The trick is then to write out the equation, substituting 10 as 9+1
X = a*(9+1)^0 + b*(9+1)^1 + c*(9+1)^2 + ... + k*(9+1)^n

Now for the difficult bit.

The terms of the form (9+1)^n can be written as 9*P(n) + 1, where P(n) is a polynomial of degree n. (This is actually easy to prove, but it helps if you have some knowledge of binomials).

Now given this, we can write our equation for X as
X = a*(9*P(0) + 1) + b*(9*P(1) + 1) + c*(9*P(2) + 1) + ... + k*(9*P(n)+1)

And we're almost there.

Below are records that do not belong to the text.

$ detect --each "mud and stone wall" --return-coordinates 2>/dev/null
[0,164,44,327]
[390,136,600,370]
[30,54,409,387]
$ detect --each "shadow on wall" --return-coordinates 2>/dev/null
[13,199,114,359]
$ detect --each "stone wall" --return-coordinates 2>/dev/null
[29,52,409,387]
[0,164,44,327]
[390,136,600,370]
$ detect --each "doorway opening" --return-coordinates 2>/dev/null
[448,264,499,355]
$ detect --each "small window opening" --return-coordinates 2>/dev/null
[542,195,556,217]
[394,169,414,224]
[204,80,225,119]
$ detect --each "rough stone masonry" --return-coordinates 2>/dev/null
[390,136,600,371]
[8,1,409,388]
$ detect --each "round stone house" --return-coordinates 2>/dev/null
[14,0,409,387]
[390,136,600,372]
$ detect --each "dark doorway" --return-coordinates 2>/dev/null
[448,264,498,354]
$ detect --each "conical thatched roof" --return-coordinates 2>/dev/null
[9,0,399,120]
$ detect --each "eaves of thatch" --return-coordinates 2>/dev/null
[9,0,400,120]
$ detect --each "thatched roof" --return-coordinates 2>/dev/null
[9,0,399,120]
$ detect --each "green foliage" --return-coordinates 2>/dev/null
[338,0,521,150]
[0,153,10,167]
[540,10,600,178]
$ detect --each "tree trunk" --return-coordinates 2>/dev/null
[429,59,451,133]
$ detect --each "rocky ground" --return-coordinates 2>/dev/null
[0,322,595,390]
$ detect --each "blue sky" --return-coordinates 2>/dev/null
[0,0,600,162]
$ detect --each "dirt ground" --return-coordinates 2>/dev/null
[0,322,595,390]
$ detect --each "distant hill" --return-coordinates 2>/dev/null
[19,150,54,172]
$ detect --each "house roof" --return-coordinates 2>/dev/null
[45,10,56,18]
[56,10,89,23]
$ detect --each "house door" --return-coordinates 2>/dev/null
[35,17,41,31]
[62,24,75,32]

Gather the like terms
X = 9*(a*P(0)+b*P(1)+c*P(2)+..+k*P(n)) + a+b+c+..+k

We said that X = 9*m (if X is a multiple of 9), so if we divide the above equation by 9, each term must be a multiple of 9. The first term clearly is, as theres 9 in front of it. Which leaves us with the last term.
Our condition is then that for X to be a multiple of 9, a+b+c+..+k must be a multiple of 9.
a,b,c, etc are the digits of the number X. So, we've just shown that the sum of the digits must be a multiple of 9: which is precisely the thing we set out to prove!

Whilst the proof might look long, its only actually 3 lines, the rest is just waffle. And its also easy to generalise.

Consider numbers which are multiples of 3. If you go through the above argument, replacing the terms 9+1 with 3^2+1, you arrive at a similar conclusion : that the sum of the digits must be a multiple of 3.

You can also take it still further. The argument suggests (unsurprisingly) that theres nothing remotely special about the numbers 3 and 9. (Sorry for you numerology types). The above property stems from the choice of the number base. In this case, the base 10. If instead of base 10, we wrote our numbers in the base 5, the numbers 2 and 4 would have equivalent properties.
(As a quick check, the number 36 in the base 5, is written as 121.
ie 1*5^2 + 2*5^1 + 1 = 25 + 10 + 1.
Adding the digits, you get 1+2+1 = 4, which is clearly a multiple of both 2 and 4.)

You can also see that the first number basis with a triplet of special values is the base 7. The special numbers would be 2, 3, and 6. (Check : 30 in the base 7 is 42, the sum of which is a multiple of 2, 3 and 6)

So there you have it. The origin of the "add the digits" property.